There's an inherent assumption that a company should be matching the industry for P/S ratios like Lushang Freda PharmaceuticalLtd's to be considered reasonable.

Taking a look back first, the company's revenue growth last year wasn't something to get excited about as it posted a disappointing decline of 46%. As a result, revenue from three years ago have also fallen 24% overall. So unfortunately, we have to acknowledge that the company has not done a great job of growing revenue over that time.

Looking ahead now, revenue is anticipated to slump, contracting by 39% during the coming year according to the nine analysts following the company. That's not great when the rest of the industry is expected to grow by 9.2%.

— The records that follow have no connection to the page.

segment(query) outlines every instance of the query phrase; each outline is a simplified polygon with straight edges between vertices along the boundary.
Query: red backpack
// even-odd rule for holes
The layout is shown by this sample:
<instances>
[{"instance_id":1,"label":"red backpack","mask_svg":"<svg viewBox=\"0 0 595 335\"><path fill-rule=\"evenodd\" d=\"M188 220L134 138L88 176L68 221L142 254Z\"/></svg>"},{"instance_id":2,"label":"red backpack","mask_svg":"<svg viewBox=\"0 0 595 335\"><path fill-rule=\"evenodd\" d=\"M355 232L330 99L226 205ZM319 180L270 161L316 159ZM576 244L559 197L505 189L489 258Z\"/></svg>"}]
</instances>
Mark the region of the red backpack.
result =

With this in consideration, we think it doesn't make sense that Lushang Freda PharmaceuticalLtd's P/S is closely matching its industry peers. Apparently many investors in the company reject the analyst cohort's pessimism and aren't willing to let go of their stock right now. Only the boldest would assume these prices are sustainable as these declining revenues are likely to weigh on the share price eventually.

The Key Takeaway

Lushang Freda PharmaceuticalLtd appears to be back in favour with a solid price jump bringing its P/S back in line with other companies in the industry It's argued the price-to-sales ratio is an inferior measure of value within certain industries, but it can be a powerful business sentiment indicator.

While Lushang Freda PharmaceuticalLtd's P/S isn't anything out of the ordinary for companies in the industry, we didn't expect it given forecasts of revenue decline. With this in mind, we don't feel the current P/S is justified as declining revenues are unlikely to support a more positive sentiment for long. If the declining revenues were to materialize in the form of a declining share price, shareholders will be feeling the pinch.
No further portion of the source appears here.